12日、一関一との練習試合に登板した大船渡高(岩手)の右腕・佐々木朗希のことだ。
この日は4番・右翼で先発出場。八回から2回を投げて2安打、3奪三振、1死球、1失点だった。前日は紫波総合との練習試合に先発、今季最長の7回を投げ、2安打無失点、16奪三振。連投は今年初だ。

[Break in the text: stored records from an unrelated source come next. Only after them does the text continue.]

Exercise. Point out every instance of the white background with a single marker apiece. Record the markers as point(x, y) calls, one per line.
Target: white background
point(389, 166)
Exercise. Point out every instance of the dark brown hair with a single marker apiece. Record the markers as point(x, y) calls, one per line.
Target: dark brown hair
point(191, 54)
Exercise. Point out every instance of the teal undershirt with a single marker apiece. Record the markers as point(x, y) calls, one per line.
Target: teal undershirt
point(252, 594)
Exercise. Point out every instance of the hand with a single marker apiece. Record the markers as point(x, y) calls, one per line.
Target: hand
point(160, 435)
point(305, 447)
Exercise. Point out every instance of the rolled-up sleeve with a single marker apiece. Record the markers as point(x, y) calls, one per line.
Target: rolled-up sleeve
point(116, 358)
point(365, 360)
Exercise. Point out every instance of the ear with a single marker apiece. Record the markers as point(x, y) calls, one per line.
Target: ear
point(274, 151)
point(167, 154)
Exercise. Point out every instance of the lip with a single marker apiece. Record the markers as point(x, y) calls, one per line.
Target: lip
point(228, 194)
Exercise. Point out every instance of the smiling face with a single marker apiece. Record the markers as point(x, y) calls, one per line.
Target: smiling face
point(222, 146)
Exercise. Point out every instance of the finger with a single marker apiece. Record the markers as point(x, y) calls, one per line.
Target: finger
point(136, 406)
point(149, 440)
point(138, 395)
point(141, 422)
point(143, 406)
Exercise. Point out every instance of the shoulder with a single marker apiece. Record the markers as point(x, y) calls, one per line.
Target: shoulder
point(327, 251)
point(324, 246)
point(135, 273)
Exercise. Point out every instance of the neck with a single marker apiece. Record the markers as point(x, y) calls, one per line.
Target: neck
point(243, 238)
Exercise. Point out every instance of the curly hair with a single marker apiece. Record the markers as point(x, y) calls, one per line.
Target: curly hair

今週末から始まる春季岩手大会や、甲子園出場のかかる夏の地区予選を見据えてセーブしながら投げているというが、ここまで過保護なドラフト候補も珍しい。
プロ球団のさるスカウトがこう言った。
「金の卵を潰したら大問題と、学校も野球部の国保監督もピリピリ。本人や周囲への取材はもちろん、佐々木に関する質問を許可なく部員にすることすら禁止だと聞きました。トレーニングや調整にしてもほぼ本人に任せられているし、佐々木に関しては本当に腫れ物に触るような扱いですからね。あれでプロでやっていくだけの体力、肩肘のスタミナがつくのかどうか。まだ体が出来上がっていないという事情はあるにせよ、高校生の時期に多少は無理をさせることも必要ですからね。大切に育てたいという周囲の気持ちが、鍛錬を妨げている気がして仕方ないのです」
2年生までに実績を残した投手が、肩肘を休ませるためにこの時期、無理をさせないというなら理解できる。しかし、佐々木はまだ、確固たる実績もなく、連投の経験もほとんどない。大事に育てたい気持ちが、結果として贔屓の引き倒しになる可能性もあるというのだ。